More and more, place-based multi-actor partnerships are being created to address local and regional needs. The need for local policy experimentation is clear. Decision-making authority is centralised in Westminster and there is only partial, ad hoc devolution of power to devolved, regional and local governance arenas. Current arrangements thus struggle to address the needs and challenges of local stakeholders and communities. They are also failing to address the defining national policy challenge of the 21st century, reaching net zero by 2050, and they are not contributing to inclusive and sustainable growth. Communities, local businesses, and policymakers realise this and are increasingly using multi-actor partnerships to bring together diverse stakeholders to address local needs.
To be effective multi-actor partnerships need to encourage participation, build confidence, and foster capability and capacity in place. Though this is well known, knowledge about what works in the creation and management of partnerships remains limited. This fellowship responds to this gap. Through applied interdisciplinary research – undertaken with LPIP regions – it will support actionable insight on the creation of effective multilevel governance structures in the UK.
Objectives
The project has two goals:
1. To examine the rise of multi-actor partnerships at multiple scales to understand how they help create, or hold back, the creation of more effective multilevel governance in the UK.
2. To understand what conditions and structures of these partnerships can provide practical insights into how to encourage participation, build confidence, and develop skills and capacity in local communities.
These goals will be achieved through three main research elements.
Desk-based document analysis will be used to collect publicly accessible information about each LPIP region, its central actors and partnerships as well as main regional issues of concern.
Interviews with regional stakeholders will be used to examine how and why LPIPs were created, and deepen insight on the relationships between central stakeholders them.
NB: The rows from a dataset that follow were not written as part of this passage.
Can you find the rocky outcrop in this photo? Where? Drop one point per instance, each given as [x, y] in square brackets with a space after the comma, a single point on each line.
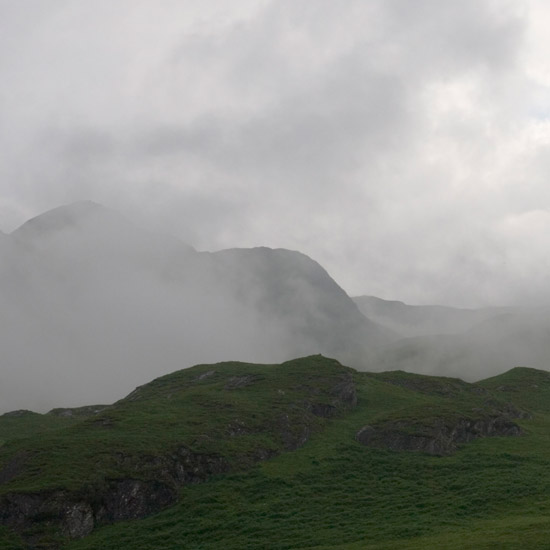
[76, 513]
[438, 437]
[143, 483]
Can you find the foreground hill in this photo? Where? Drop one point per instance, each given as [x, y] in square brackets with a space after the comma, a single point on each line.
[108, 305]
[304, 454]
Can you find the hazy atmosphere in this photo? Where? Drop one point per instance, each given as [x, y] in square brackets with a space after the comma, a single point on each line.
[402, 145]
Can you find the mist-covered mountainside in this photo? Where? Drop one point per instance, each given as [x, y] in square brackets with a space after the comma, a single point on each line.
[515, 337]
[304, 454]
[92, 303]
[409, 320]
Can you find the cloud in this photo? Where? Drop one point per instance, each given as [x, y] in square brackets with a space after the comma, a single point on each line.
[389, 140]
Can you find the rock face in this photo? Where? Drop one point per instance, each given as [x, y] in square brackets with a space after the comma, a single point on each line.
[441, 437]
[76, 513]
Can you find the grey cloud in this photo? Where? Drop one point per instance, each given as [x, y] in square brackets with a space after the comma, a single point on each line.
[374, 136]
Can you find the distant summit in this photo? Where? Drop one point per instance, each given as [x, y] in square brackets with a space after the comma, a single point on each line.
[61, 218]
[107, 304]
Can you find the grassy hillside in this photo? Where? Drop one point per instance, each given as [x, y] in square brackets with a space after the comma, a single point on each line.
[287, 470]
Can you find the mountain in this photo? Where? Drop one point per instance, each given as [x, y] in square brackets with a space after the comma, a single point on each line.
[304, 454]
[520, 337]
[93, 303]
[410, 320]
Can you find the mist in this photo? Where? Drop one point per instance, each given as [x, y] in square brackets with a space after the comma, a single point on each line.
[94, 305]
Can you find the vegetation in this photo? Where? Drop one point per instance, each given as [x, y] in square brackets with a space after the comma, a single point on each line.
[331, 492]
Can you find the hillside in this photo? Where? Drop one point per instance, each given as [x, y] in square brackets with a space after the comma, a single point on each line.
[304, 454]
[519, 337]
[129, 305]
[409, 321]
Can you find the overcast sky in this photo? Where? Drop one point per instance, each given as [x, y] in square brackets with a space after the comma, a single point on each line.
[403, 145]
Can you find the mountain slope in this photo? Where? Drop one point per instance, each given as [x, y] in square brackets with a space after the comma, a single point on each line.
[521, 337]
[107, 304]
[325, 486]
[411, 321]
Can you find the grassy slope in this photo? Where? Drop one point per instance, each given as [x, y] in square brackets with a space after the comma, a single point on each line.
[334, 493]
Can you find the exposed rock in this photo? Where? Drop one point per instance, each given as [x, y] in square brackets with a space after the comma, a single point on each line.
[441, 437]
[78, 521]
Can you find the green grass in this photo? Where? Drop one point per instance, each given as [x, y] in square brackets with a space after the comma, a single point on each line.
[332, 493]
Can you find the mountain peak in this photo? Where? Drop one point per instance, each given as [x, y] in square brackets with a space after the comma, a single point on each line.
[61, 217]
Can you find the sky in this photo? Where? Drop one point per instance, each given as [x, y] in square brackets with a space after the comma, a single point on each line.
[403, 145]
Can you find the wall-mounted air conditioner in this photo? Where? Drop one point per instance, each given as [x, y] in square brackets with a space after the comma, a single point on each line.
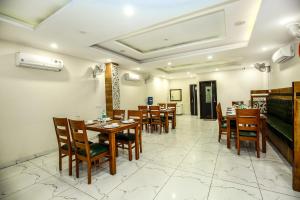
[283, 54]
[38, 62]
[132, 77]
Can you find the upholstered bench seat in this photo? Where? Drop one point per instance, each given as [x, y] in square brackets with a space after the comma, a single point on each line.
[283, 128]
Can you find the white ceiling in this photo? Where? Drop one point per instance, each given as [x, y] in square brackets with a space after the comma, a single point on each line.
[194, 29]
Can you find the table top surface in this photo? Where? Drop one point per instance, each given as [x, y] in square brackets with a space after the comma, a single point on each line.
[97, 126]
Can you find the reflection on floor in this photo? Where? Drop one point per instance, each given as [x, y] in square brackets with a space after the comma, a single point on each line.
[187, 163]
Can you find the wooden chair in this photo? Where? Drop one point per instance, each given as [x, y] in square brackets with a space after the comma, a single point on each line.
[237, 103]
[155, 120]
[146, 119]
[129, 138]
[221, 121]
[65, 147]
[84, 151]
[118, 114]
[173, 107]
[162, 105]
[247, 124]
They will also foster knowledge of each partnership’s architecture and processes.
Finally, workshops with regional stakeholders will be used to explore emergent insights on regional governance arrangements, the role of partnerships and local policy innovation.
The Team
Jake Barnes, BA Innovation Fellow
Outputs
Events
‘Assembling the impossible’ was a workshop delivered to Yorkshire Policy Innovation Partnership (YPIP) in Leeds in January 2024. It used art, performance and humour to provoke insight on the difference between organising to deliver transformative change and organising the delivering of transformative change in place.